Un vieillard près d’aller où la mort l’appelait :
Mes chers enfants, dit-il (à ses fils il parlait),
Voyez si vous romprez ces dards liés ensemble ;
Je vous expliquerai le nœud qui les assemble.
L’aîné les ayant pris, et fait tous ses efforts,
Les rendit, en disant : Je le donne aux plus forts.
Un second lui succède, et se met en posture,
Mais en vain. Un cadet tente aussi l’aventure.
Tous perdirent leur temps ; le faisceau résista :
De ces dards joints ensemble un seul ne s’éclata.
Faibles gens, dit le père, il faut que je vous montre
Ce que ma force peut en semblable rencontre.
On crut qu’il se moquait ; on sourit, mais à tort :
Il sépare les dards, et les rompt sans effort.
Vous voyez, reprit-il, l’effet de la concorde :
Soyez joints, mes enfants, que l’amour vous accorde.
Tant que dura son mal, il n’eut autre discours.

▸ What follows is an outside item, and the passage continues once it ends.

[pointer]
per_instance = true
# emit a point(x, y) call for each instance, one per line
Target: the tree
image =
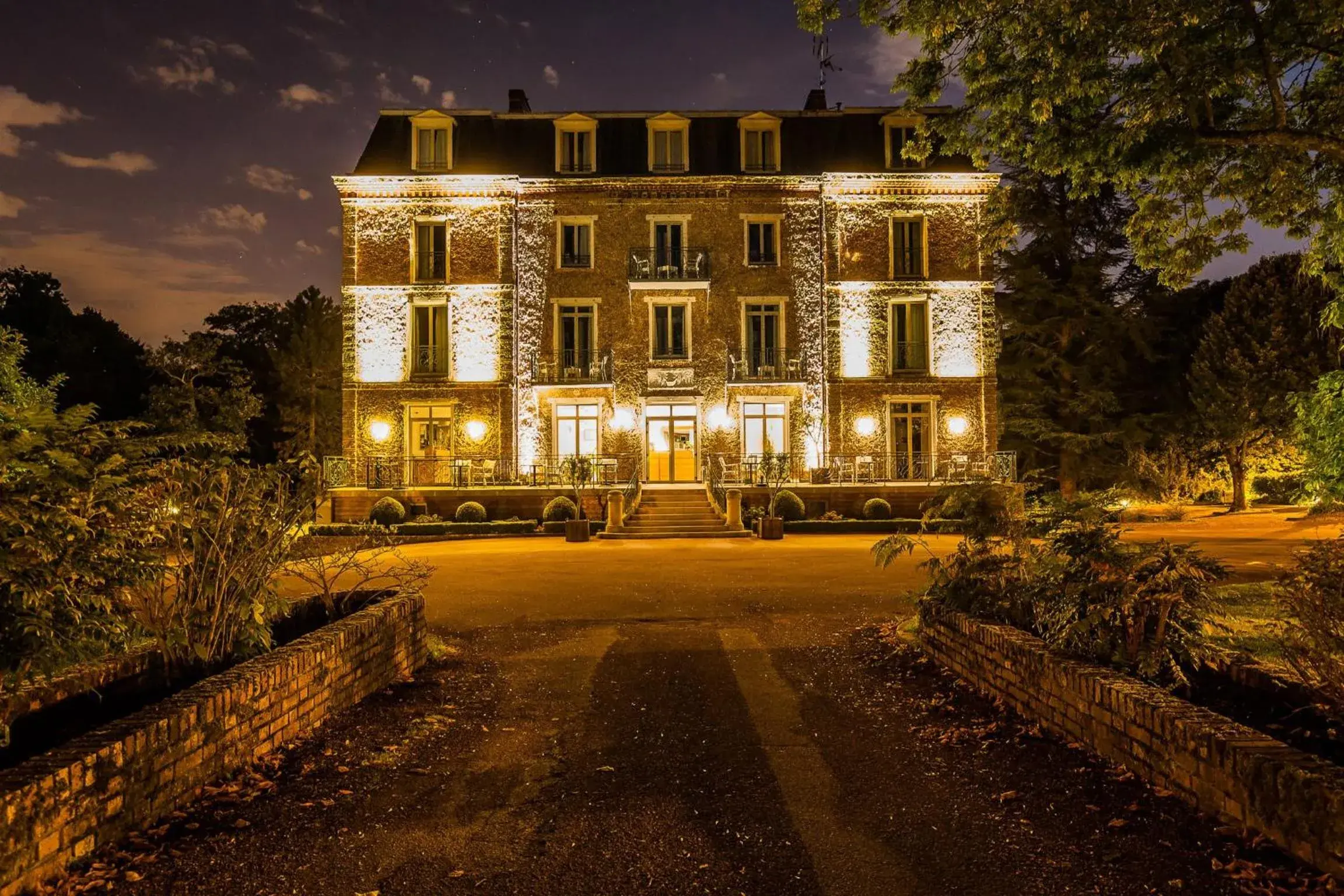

Enfin se sentant près de terminer ses jours,
Mes chers enfants, dit-il, je vais où sont nos pères ;
Adieu : promettez-moi de vivre comme frères ;
Que j’obtienne de vous cette grâce en mourant.
Chacun de ses trois fils l’en assure en pleurant.
Il prend à tous les mains ; il meurt. Et les trois frères
Trouvent un bien fort grand, mais fort mêlé d’affaires.
Un créancier saisit, un voisin fait procès :
D’abord notre trio s’en tire avec succès.
Leur amitié fut courte autant qu’elle était rare
Le sang les avait joints ; l’intérêt les sépare :
L’ambition, l’envie, avec les consultants,
Dans la succession entrent en même temps.